Dutch instruction dataset creation

In this repository scripts are provided to build your own instruction dataset through OpenAI services. We specifically make use of Azure services.

Usage

If you use the Azure services in the following scripts, you will need to specify a credentials file. This file should have the following structure, where each key is a "profile", like "gpt-4". In the examples below, this has been saved to a file called .credentials.json.

{
    "gpt-4": {
        "endpoint": "https://abc.openai.azure.com/",
        "api_key": "[secret-key]",
        "api_version": "2023-07-01-preview",
        "deployment_name": "deployment-name1"
    },
    "gpt-35-turbo": {
        "endpoint": "https://def.openai.azure.com/",
        "api_key": "[secret-key]",
        "api_version": "2023-07-01-preview",
        "deployment_name": "deployment-name2"
    }
}

For all commands a --help option is available with more explanations about all the arguments.

`interactive-query`

Launch an interactive query session. This will allow you to query the OpenAI API and "talk" to the model. This implementation is not very smart, and will not do any smart length filtering when you exceed the context window. So do not use it for extended conversations.
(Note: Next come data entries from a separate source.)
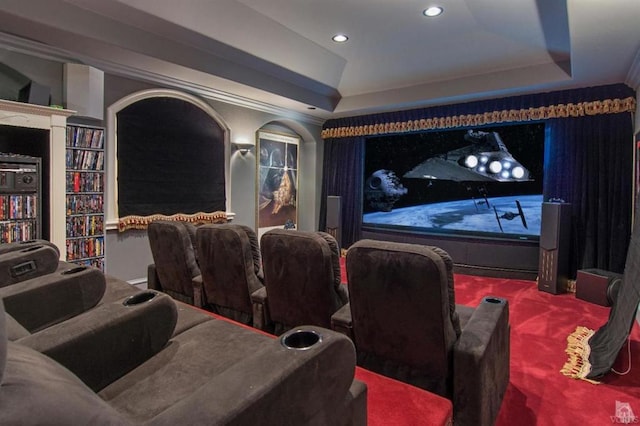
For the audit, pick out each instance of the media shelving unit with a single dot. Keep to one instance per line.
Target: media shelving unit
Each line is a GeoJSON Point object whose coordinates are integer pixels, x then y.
{"type": "Point", "coordinates": [85, 179]}
{"type": "Point", "coordinates": [20, 198]}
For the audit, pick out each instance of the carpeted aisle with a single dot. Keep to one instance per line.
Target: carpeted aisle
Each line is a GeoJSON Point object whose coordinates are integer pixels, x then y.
{"type": "Point", "coordinates": [538, 394]}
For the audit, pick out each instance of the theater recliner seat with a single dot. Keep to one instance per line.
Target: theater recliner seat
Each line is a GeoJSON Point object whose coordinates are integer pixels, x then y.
{"type": "Point", "coordinates": [405, 324]}
{"type": "Point", "coordinates": [301, 278]}
{"type": "Point", "coordinates": [213, 373]}
{"type": "Point", "coordinates": [231, 267]}
{"type": "Point", "coordinates": [175, 270]}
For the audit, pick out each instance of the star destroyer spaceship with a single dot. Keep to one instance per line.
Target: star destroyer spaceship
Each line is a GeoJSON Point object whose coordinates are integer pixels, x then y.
{"type": "Point", "coordinates": [486, 159]}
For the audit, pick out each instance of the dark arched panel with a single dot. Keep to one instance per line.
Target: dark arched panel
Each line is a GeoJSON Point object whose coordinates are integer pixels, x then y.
{"type": "Point", "coordinates": [170, 159]}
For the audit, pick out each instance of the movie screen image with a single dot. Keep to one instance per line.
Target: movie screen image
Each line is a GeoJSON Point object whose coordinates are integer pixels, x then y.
{"type": "Point", "coordinates": [476, 182]}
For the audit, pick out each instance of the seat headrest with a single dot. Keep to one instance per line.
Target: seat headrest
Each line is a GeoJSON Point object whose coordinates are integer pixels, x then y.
{"type": "Point", "coordinates": [3, 341]}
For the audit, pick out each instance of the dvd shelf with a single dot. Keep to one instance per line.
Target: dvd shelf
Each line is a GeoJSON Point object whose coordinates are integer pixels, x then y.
{"type": "Point", "coordinates": [19, 197]}
{"type": "Point", "coordinates": [85, 195]}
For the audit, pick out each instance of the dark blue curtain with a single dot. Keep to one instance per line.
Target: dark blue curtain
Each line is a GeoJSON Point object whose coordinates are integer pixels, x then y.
{"type": "Point", "coordinates": [588, 160]}
{"type": "Point", "coordinates": [342, 176]}
{"type": "Point", "coordinates": [589, 163]}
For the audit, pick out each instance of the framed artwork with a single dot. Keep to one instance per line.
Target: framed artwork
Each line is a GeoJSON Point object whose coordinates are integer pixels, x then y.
{"type": "Point", "coordinates": [277, 186]}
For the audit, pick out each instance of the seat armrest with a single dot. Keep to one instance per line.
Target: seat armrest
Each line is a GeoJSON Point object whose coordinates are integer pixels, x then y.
{"type": "Point", "coordinates": [198, 291]}
{"type": "Point", "coordinates": [341, 321]}
{"type": "Point", "coordinates": [481, 363]}
{"type": "Point", "coordinates": [269, 392]}
{"type": "Point", "coordinates": [27, 263]}
{"type": "Point", "coordinates": [41, 302]}
{"type": "Point", "coordinates": [153, 282]}
{"type": "Point", "coordinates": [261, 318]}
{"type": "Point", "coordinates": [107, 342]}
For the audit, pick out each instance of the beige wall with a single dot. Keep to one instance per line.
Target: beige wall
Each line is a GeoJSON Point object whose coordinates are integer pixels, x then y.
{"type": "Point", "coordinates": [128, 253]}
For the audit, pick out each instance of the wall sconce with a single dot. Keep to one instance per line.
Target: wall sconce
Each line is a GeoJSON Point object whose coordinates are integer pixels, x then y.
{"type": "Point", "coordinates": [243, 148]}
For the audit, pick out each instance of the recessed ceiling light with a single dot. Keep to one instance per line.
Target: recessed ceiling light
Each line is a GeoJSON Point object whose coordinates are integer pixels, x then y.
{"type": "Point", "coordinates": [339, 38]}
{"type": "Point", "coordinates": [433, 11]}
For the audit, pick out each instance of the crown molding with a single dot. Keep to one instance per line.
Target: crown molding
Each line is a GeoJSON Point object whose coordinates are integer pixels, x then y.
{"type": "Point", "coordinates": [43, 51]}
{"type": "Point", "coordinates": [633, 76]}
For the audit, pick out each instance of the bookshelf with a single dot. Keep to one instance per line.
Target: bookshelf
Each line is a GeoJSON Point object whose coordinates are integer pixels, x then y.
{"type": "Point", "coordinates": [20, 198]}
{"type": "Point", "coordinates": [84, 189]}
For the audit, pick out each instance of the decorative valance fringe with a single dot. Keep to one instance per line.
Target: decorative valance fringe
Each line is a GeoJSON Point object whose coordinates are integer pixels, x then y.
{"type": "Point", "coordinates": [142, 222]}
{"type": "Point", "coordinates": [578, 350]}
{"type": "Point", "coordinates": [580, 109]}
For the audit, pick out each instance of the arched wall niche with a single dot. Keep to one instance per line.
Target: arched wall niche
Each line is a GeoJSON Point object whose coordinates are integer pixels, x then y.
{"type": "Point", "coordinates": [112, 142]}
{"type": "Point", "coordinates": [307, 169]}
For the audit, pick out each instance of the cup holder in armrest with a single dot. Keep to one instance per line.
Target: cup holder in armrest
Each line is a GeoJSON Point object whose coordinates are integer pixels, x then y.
{"type": "Point", "coordinates": [301, 339]}
{"type": "Point", "coordinates": [74, 270]}
{"type": "Point", "coordinates": [32, 248]}
{"type": "Point", "coordinates": [493, 300]}
{"type": "Point", "coordinates": [139, 298]}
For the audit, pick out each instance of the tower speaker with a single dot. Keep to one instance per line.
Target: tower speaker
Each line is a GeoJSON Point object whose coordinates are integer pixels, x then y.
{"type": "Point", "coordinates": [84, 90]}
{"type": "Point", "coordinates": [555, 233]}
{"type": "Point", "coordinates": [334, 216]}
{"type": "Point", "coordinates": [35, 93]}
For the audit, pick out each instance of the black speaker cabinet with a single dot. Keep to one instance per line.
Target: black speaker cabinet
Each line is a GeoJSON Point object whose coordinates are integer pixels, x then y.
{"type": "Point", "coordinates": [555, 241]}
{"type": "Point", "coordinates": [34, 93]}
{"type": "Point", "coordinates": [334, 217]}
It supports both Azure services and Hugging Face models.

Example usage Azure with the gpt-35-turbo profile:

interactive-query azure .credentials.json gpt-35-turbo

Example usage Hugging Face with the BramVanroy/Llama-2-13b-chat-dutch model (transformers must be installed, and for many options w.r.t. quantization you will also need accelerate and bitsandbytes):

interactive-query huggingface BramVanroy/Llama-2-13b-chat-dutch --load-in-8bit

`translate-hf`

Most of the time we want to start with translating system message and/or user messages, and then "answer" those later on in a next step. translate-hf is the entry point to translate specific columns and splits of any dataset on the Hugging Face hub. It will save the translated dataset to a temporary location, and then upload it to the hub.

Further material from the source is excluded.